Des échanges de messages datant de juin 2018 révèlent le rôle d’entremetteur que semblait jouer Jeffrey Epstein dans des cercles politiques internationaux de haut niveau. Dans l’une de ces correspondances, il affirme que Vitali Tchourkine, alors ambassadeur de la Russie auprès des Nations unies, aurait « compris Trump après nos discussions ».
Epstein va jusqu’à conseiller l’ancien Premier ministre norvégien de suggérer à Vladimir Poutine que son ministre des Affaires étrangères, Sergueï Lavrov, pourrait approfondir sa compréhension des enjeux en s’entretenant directement avec lui. Au cours de la même période, Epstein informe Steve Bannon, conseiller de Donald Trump, d’une rencontre prévue entre Thorbjørn Jagland, Poutine et Lavrov, suivie d’une nuit passée au palais parisien d’Epstein.
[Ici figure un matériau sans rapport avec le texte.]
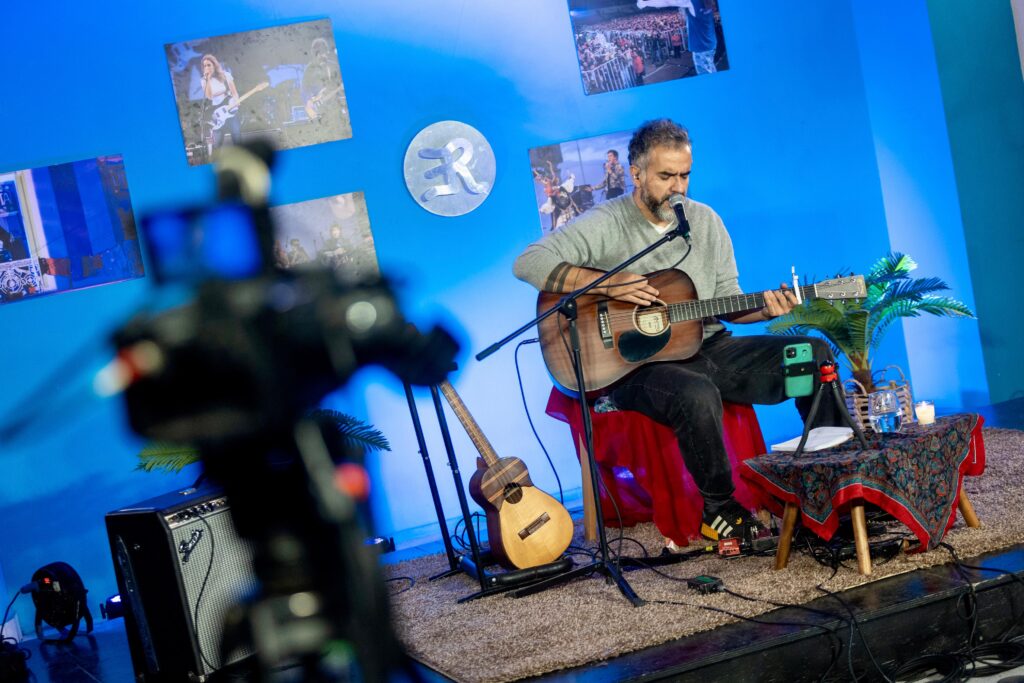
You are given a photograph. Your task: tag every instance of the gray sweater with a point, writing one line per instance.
(613, 230)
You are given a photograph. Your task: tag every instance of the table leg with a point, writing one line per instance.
(970, 518)
(860, 539)
(785, 537)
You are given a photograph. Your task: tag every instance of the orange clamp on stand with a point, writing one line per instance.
(829, 382)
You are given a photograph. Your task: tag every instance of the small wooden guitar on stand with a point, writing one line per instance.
(525, 526)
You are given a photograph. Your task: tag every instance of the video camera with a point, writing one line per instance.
(233, 371)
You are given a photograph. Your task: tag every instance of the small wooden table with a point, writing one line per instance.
(914, 475)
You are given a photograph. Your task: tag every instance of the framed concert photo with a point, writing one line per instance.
(282, 84)
(628, 43)
(333, 230)
(570, 177)
(66, 227)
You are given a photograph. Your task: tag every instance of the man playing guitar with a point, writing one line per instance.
(683, 394)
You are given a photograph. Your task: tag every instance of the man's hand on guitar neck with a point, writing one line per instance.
(627, 287)
(777, 302)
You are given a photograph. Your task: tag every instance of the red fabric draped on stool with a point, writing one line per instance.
(640, 463)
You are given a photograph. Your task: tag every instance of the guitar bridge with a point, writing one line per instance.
(604, 325)
(535, 525)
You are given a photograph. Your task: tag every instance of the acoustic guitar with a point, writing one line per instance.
(224, 112)
(525, 526)
(615, 337)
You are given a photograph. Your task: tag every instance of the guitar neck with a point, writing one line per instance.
(475, 434)
(738, 303)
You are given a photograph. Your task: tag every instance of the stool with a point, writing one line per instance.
(641, 466)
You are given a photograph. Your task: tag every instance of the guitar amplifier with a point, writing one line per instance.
(179, 567)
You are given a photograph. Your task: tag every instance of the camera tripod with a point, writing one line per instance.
(828, 382)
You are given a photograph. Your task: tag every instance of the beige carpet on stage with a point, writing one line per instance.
(503, 639)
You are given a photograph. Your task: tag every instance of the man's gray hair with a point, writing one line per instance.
(659, 132)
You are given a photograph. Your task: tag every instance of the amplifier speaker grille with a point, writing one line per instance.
(179, 566)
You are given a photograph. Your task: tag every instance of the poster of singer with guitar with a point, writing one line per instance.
(282, 84)
(219, 90)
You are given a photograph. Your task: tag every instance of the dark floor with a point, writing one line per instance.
(903, 614)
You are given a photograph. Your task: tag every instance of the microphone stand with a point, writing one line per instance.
(567, 306)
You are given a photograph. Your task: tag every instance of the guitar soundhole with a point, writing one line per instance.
(512, 493)
(652, 319)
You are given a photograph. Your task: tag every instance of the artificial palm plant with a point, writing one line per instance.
(351, 432)
(854, 329)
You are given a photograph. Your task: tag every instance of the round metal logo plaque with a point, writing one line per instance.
(450, 168)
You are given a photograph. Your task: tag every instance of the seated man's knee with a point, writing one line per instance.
(699, 396)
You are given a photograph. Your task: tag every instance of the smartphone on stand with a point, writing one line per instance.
(798, 364)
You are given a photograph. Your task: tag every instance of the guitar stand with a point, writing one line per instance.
(828, 382)
(476, 562)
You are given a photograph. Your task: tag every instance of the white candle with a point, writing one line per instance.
(925, 410)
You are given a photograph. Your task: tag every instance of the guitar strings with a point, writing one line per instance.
(696, 303)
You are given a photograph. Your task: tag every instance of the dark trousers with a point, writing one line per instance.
(687, 396)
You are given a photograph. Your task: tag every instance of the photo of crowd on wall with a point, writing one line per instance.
(332, 231)
(570, 177)
(629, 43)
(282, 84)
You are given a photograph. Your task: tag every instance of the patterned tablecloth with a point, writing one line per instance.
(913, 475)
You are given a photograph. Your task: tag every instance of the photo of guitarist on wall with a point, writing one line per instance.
(282, 84)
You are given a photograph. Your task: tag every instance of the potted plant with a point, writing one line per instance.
(854, 329)
(352, 432)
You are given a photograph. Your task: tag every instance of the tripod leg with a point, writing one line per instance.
(807, 422)
(841, 409)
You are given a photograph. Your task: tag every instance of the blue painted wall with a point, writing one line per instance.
(784, 148)
(919, 187)
(983, 98)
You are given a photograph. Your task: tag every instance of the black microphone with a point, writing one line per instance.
(683, 228)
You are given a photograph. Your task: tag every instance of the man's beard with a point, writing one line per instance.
(656, 207)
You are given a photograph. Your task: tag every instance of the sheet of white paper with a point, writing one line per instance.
(818, 438)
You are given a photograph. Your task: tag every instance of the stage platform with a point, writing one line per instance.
(899, 617)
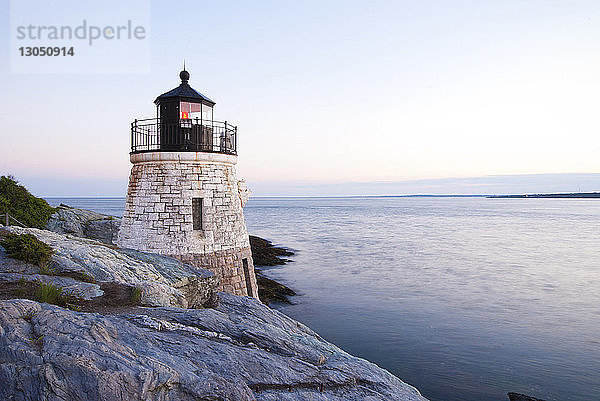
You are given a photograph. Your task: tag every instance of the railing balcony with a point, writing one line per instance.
(185, 135)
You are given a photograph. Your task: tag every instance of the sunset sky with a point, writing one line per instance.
(330, 93)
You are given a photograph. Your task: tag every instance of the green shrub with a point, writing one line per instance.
(23, 206)
(28, 248)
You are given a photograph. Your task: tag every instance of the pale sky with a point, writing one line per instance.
(332, 92)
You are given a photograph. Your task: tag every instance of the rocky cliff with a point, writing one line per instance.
(173, 348)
Ces échanges, intervenus peu avant le sommet très médiatisé d’Helsinki entre Trump et Poutine en juillet 2018, s’inscrivent dans un contexte sensible, marqué par la position du président américain niant toute ingérence russe dans l’élection présidentielle de 2016.
Le rapport évoque également les liens étroits entre Epstein et la femme d’affaires russe Macha Drokova, ancienne dirigeante d’une organisation de jeunesse pro-Poutine et fervente partisane du président russe.